I have a goal with a function whose body I would like to rewrite, but some of the function arguments get in the way of the rewriting. I have recreated the situation with the identity function.

If the function is Defined, then it works, but when the function is a parameter and I have an axiom stating how to rewrite, I'm not able to rewrite.

I can only get it to work by assuming functional extensionality. Is it possible to somehow rewrite without assuming functional extensionality?

Axiom functional_extensionality: forall {A B} (f g:A->B) , (forall x, f x = g x) -> f = g.

Variables A B : Type.
Variable f : A -> B.

Definition Id (x : B) := x.         (* here my function is Defined *)

Goal (fun x => Id (f x)) = f.       (* I'd like to rewrite inside the fun *)

Proof. auto. Qed.                   (* This works (eta reduction). *)

Variable Id' : B -> B.              (* Here I don't have the function definition *)
Axiom ID     : forall x, Id' x = x. (* only proof that it does the same thing *)
Goal (fun x => Id' (f x)) = f. 
Proof.
  rewrite ID.                       (* this doesnt work *)
  eauto using functional_extensionality, ID. (* but this works *)

Answer 1

Unfortunately it is not possible to prove this without assuming functional extensionality; Coq requires that fun x => Id' (f x)) = fun x => f x holds "definitionally".

What does "definitionally" mean here? Briefly, it means that both terms must have the same normal form syntactically.
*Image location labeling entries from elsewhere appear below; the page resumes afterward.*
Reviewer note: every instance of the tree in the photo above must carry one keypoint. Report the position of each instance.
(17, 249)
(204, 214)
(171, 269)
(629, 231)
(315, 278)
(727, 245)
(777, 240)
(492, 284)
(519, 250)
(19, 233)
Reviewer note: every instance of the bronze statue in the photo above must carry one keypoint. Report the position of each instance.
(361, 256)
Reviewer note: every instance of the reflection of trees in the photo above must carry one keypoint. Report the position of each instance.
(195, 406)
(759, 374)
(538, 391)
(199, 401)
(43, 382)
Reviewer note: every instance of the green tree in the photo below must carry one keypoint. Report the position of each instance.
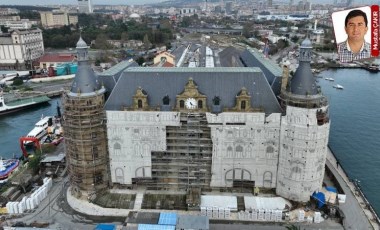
(146, 42)
(247, 28)
(101, 42)
(124, 36)
(140, 60)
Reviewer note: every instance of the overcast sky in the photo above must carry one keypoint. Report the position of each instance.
(138, 2)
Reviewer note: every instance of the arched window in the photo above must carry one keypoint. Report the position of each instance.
(229, 152)
(243, 105)
(200, 104)
(117, 148)
(216, 100)
(239, 151)
(139, 104)
(270, 149)
(166, 100)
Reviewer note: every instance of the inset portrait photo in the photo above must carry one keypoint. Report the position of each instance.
(353, 33)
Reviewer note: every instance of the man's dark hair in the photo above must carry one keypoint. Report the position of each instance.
(355, 13)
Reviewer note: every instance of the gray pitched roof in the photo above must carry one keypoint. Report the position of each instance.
(223, 82)
(253, 58)
(230, 57)
(109, 77)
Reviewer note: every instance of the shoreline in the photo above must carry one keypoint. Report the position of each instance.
(352, 216)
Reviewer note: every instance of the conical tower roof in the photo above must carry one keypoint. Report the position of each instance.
(303, 82)
(85, 81)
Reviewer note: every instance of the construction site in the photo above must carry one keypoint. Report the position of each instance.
(86, 145)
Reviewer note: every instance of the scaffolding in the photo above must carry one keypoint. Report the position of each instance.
(186, 163)
(86, 146)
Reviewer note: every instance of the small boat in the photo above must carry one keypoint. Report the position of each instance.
(41, 128)
(6, 168)
(374, 68)
(19, 104)
(337, 86)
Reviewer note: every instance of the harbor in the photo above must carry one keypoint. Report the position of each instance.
(342, 172)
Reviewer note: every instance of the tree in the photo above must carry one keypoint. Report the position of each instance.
(101, 42)
(247, 30)
(124, 37)
(146, 42)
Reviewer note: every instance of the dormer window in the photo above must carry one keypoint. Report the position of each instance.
(242, 105)
(200, 104)
(140, 100)
(216, 100)
(139, 103)
(166, 100)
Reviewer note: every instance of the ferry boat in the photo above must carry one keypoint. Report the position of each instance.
(19, 104)
(337, 86)
(6, 168)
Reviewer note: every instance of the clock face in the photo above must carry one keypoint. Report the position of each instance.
(191, 103)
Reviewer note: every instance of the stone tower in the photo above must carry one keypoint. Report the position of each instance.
(85, 130)
(304, 133)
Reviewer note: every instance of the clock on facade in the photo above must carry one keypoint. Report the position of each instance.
(191, 103)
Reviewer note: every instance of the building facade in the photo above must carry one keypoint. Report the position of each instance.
(85, 6)
(85, 136)
(20, 47)
(58, 19)
(218, 128)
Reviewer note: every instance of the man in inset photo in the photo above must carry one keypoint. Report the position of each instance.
(355, 47)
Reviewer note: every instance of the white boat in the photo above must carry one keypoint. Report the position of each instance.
(19, 104)
(337, 86)
(40, 129)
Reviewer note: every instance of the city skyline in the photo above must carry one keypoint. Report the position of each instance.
(75, 2)
(139, 2)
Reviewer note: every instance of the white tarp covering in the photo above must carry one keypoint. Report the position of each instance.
(254, 202)
(217, 201)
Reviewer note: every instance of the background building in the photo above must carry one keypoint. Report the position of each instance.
(19, 48)
(85, 6)
(57, 19)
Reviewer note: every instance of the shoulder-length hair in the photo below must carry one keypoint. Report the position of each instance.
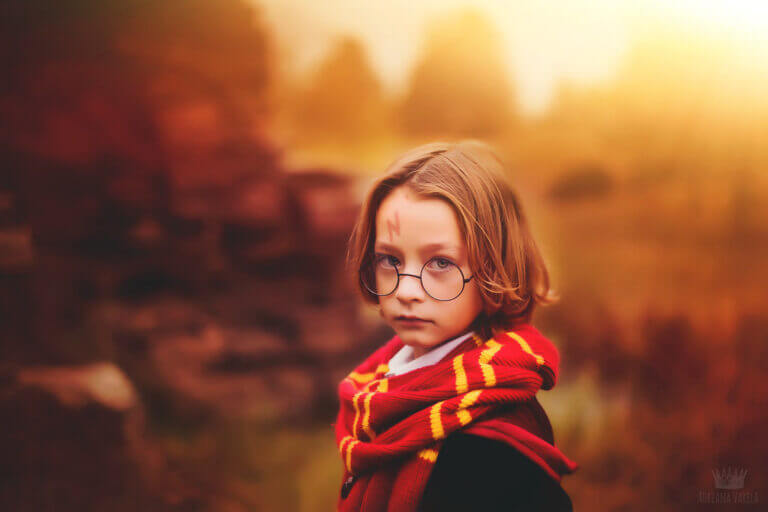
(503, 255)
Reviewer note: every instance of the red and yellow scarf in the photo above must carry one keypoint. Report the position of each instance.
(390, 430)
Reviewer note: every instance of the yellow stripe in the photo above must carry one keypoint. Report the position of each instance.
(343, 441)
(468, 399)
(485, 356)
(367, 416)
(357, 412)
(428, 454)
(362, 378)
(349, 454)
(461, 375)
(526, 347)
(436, 421)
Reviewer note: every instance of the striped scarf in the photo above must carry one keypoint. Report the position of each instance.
(390, 430)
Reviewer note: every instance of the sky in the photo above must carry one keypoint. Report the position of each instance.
(546, 41)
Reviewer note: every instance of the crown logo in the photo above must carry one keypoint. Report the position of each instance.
(729, 478)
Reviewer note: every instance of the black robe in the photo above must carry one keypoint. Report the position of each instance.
(474, 473)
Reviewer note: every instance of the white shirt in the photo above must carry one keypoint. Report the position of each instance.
(403, 361)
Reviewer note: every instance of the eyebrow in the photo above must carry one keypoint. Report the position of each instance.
(426, 247)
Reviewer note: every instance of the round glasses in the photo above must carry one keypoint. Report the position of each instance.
(440, 278)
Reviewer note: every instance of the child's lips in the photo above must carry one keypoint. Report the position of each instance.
(411, 320)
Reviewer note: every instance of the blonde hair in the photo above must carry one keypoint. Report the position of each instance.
(503, 255)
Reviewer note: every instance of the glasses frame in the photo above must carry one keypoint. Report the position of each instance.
(464, 280)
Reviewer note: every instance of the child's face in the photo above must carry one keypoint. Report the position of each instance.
(405, 226)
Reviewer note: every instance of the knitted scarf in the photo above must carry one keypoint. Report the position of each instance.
(390, 430)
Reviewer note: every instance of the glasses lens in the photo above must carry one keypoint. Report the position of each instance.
(442, 279)
(380, 275)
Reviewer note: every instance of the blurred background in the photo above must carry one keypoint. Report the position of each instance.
(178, 180)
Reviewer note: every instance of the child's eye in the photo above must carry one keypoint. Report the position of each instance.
(440, 263)
(386, 261)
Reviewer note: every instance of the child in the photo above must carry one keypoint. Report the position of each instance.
(444, 415)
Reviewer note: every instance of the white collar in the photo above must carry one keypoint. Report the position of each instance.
(403, 361)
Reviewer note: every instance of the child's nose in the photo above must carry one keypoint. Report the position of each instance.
(410, 287)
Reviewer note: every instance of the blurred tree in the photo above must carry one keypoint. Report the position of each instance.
(460, 86)
(344, 99)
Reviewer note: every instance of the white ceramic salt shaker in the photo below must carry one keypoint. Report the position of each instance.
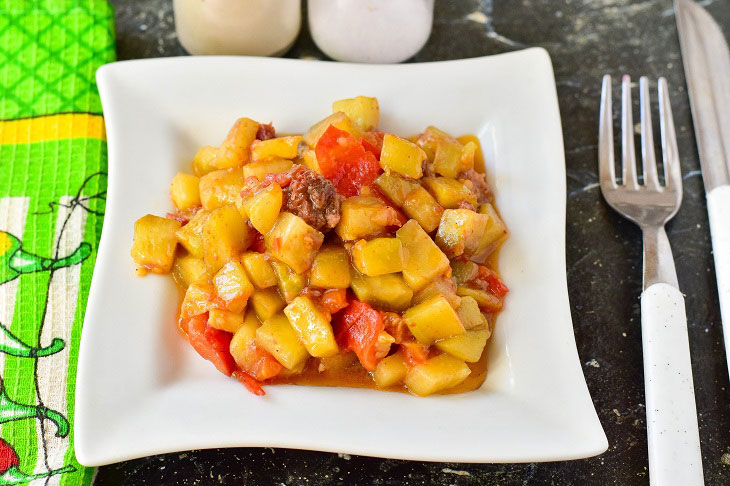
(237, 27)
(370, 31)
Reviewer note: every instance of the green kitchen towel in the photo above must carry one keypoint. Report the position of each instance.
(52, 198)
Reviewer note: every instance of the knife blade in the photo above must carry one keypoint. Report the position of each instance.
(706, 60)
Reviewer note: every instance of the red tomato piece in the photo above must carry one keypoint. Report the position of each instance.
(211, 343)
(357, 329)
(344, 161)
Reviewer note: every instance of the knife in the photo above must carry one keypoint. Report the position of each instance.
(707, 67)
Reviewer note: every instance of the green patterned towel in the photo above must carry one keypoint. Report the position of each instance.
(52, 195)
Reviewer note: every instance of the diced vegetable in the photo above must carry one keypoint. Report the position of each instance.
(232, 286)
(468, 346)
(266, 303)
(154, 243)
(362, 110)
(259, 270)
(461, 232)
(263, 208)
(470, 315)
(432, 320)
(225, 236)
(363, 216)
(389, 292)
(378, 256)
(421, 206)
(261, 168)
(313, 326)
(293, 242)
(439, 373)
(277, 336)
(225, 320)
(289, 282)
(185, 191)
(423, 260)
(390, 371)
(220, 188)
(331, 268)
(402, 156)
(234, 151)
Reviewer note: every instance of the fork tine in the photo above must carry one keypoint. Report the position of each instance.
(627, 135)
(670, 153)
(651, 179)
(606, 164)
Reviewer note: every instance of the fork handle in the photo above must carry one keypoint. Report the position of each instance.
(718, 208)
(671, 416)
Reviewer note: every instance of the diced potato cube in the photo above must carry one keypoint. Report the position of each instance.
(293, 242)
(261, 168)
(188, 269)
(449, 193)
(494, 233)
(203, 160)
(468, 346)
(259, 270)
(220, 188)
(389, 292)
(486, 301)
(154, 243)
(460, 232)
(198, 299)
(402, 156)
(470, 315)
(190, 236)
(263, 208)
(289, 282)
(185, 191)
(266, 303)
(421, 206)
(423, 260)
(378, 256)
(276, 148)
(225, 320)
(362, 110)
(338, 120)
(432, 320)
(363, 216)
(313, 326)
(225, 236)
(442, 286)
(232, 286)
(395, 187)
(438, 373)
(277, 336)
(234, 151)
(331, 268)
(390, 371)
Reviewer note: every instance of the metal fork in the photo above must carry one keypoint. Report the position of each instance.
(673, 437)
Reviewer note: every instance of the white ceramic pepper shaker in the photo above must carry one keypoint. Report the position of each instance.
(237, 27)
(370, 31)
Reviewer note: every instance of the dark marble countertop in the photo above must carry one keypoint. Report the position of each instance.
(586, 39)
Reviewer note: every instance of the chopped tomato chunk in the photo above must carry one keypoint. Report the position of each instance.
(211, 343)
(344, 161)
(357, 329)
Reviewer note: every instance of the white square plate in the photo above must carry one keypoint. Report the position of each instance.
(142, 390)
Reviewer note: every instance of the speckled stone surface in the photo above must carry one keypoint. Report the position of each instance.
(586, 38)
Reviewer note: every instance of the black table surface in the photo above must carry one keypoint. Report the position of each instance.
(586, 39)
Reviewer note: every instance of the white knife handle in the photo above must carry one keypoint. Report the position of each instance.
(671, 415)
(718, 208)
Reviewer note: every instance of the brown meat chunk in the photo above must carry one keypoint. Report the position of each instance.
(312, 197)
(477, 183)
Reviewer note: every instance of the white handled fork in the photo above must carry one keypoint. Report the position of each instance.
(671, 415)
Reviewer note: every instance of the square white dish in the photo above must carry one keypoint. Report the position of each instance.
(142, 390)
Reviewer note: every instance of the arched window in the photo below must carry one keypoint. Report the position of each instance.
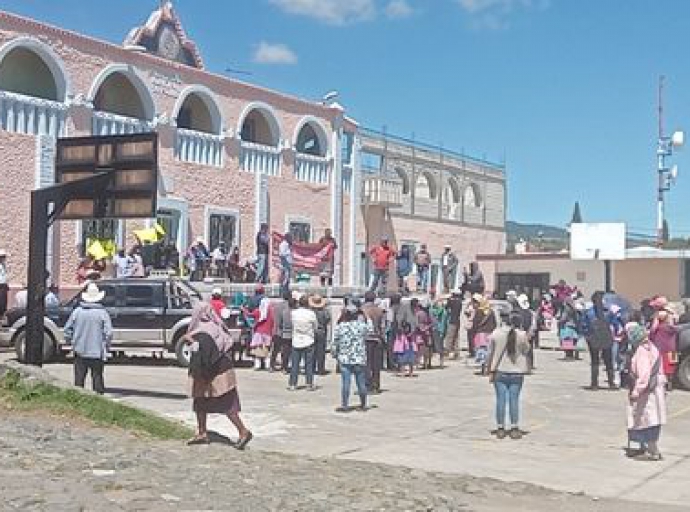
(473, 196)
(118, 94)
(260, 127)
(311, 140)
(451, 198)
(197, 117)
(23, 71)
(197, 110)
(405, 180)
(425, 188)
(33, 86)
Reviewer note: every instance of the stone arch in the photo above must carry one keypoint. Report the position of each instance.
(451, 198)
(32, 68)
(119, 89)
(473, 196)
(405, 180)
(197, 109)
(259, 124)
(311, 137)
(425, 187)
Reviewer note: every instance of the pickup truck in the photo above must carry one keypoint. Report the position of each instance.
(147, 314)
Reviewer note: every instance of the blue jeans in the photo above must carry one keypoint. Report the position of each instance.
(615, 353)
(423, 277)
(262, 268)
(346, 372)
(508, 387)
(298, 354)
(285, 274)
(380, 279)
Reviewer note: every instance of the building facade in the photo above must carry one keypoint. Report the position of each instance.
(418, 194)
(231, 154)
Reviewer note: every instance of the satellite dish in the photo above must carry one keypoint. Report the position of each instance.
(678, 139)
(330, 96)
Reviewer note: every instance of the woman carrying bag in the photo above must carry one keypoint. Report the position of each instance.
(508, 363)
(213, 384)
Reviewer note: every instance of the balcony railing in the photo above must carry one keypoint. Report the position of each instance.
(199, 147)
(259, 158)
(35, 116)
(382, 192)
(107, 123)
(314, 169)
(347, 178)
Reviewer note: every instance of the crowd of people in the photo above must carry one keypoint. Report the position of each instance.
(294, 334)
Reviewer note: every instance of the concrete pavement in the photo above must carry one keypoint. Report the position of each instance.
(440, 421)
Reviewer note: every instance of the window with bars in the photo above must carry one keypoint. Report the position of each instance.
(102, 229)
(300, 231)
(222, 228)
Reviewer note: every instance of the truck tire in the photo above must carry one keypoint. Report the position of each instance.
(19, 342)
(684, 372)
(182, 352)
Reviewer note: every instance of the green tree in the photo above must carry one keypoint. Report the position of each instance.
(577, 216)
(665, 233)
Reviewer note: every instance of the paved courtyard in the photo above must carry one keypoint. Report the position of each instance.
(440, 421)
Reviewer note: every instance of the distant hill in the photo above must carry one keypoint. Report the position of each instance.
(555, 238)
(517, 230)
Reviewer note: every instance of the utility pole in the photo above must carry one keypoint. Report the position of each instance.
(665, 176)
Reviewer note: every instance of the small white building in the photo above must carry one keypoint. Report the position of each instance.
(644, 272)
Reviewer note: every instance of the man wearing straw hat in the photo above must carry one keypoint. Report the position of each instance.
(90, 331)
(323, 317)
(4, 282)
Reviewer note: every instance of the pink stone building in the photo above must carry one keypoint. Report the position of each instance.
(231, 154)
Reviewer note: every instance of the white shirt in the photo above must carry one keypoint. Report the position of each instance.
(304, 325)
(122, 266)
(284, 250)
(21, 299)
(219, 255)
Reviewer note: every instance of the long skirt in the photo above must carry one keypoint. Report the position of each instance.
(224, 404)
(645, 435)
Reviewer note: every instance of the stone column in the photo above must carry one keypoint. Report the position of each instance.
(337, 195)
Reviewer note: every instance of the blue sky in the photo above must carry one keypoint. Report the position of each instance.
(565, 89)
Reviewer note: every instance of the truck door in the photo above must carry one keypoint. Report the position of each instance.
(140, 318)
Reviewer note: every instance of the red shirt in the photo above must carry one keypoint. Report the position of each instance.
(382, 256)
(218, 305)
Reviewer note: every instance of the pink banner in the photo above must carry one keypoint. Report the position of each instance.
(306, 257)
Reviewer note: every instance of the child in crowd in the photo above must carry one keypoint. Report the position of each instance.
(423, 334)
(405, 350)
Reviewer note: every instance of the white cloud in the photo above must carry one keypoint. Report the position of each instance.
(398, 9)
(334, 12)
(495, 14)
(268, 53)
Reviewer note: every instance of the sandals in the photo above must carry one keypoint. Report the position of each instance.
(198, 440)
(244, 441)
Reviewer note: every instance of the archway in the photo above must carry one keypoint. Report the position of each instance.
(311, 139)
(118, 89)
(260, 126)
(197, 110)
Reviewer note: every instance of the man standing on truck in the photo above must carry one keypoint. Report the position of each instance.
(89, 331)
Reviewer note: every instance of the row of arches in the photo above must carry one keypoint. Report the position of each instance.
(427, 188)
(31, 68)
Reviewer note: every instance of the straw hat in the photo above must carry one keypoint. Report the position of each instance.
(523, 301)
(316, 301)
(92, 294)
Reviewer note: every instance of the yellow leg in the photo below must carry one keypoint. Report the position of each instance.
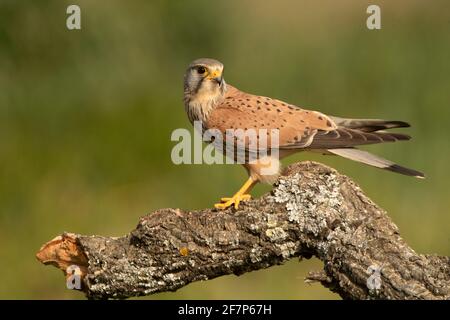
(239, 196)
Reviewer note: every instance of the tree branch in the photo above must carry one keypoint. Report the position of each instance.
(312, 211)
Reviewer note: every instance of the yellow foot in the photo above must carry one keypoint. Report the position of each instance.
(228, 202)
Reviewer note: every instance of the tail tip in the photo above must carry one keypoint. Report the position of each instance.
(407, 171)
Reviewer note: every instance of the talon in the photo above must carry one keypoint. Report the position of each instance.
(235, 200)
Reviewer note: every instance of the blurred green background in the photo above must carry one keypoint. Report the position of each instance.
(86, 118)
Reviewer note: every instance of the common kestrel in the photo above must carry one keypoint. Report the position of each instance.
(220, 106)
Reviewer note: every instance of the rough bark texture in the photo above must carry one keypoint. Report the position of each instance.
(312, 211)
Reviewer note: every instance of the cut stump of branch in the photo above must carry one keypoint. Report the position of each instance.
(311, 211)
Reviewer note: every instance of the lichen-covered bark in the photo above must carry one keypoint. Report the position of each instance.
(312, 211)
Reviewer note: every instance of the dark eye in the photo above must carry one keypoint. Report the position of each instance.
(201, 70)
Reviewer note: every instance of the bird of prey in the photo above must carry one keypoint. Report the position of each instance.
(220, 106)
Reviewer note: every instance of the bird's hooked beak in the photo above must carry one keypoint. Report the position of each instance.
(216, 76)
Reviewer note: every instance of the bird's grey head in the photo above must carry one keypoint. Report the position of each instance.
(204, 86)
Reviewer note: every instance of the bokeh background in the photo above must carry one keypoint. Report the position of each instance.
(86, 118)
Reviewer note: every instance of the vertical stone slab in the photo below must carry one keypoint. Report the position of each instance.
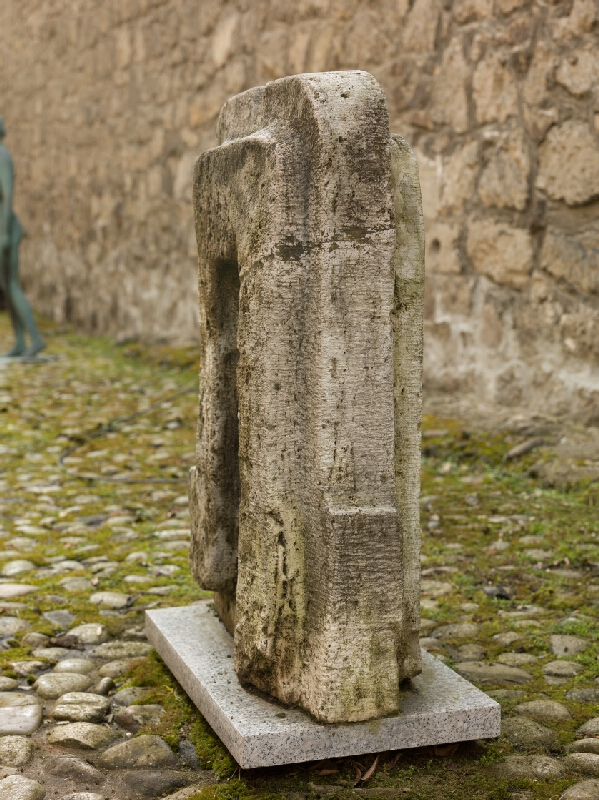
(305, 497)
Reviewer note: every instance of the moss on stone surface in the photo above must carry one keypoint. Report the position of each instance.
(472, 499)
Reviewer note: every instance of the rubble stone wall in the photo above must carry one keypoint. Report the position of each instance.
(107, 105)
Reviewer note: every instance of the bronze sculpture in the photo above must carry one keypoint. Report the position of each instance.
(11, 234)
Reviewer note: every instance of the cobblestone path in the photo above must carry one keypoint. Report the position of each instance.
(94, 450)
Recall that in Coq, every term has a normal form induced (mainly) by beta reduction.

However, we only know that Id' x = x "judgementally". Thus, Coq can't perform the reduction Id' x ~> x, preventing both terms above from becoming equal "definitionally".

This is indeed a limitation of Coq's theory, which I understand is in place so type-checking remains decidable.

Another approach to completing this proof would be to derive that the only function satisfying this equation is fun x => x (parametricity). This would provide you a hypothesis Hid: ID' = (fun x => x) which you could use to complete the proof. Unfortunately Hid is not provable internally in Coq.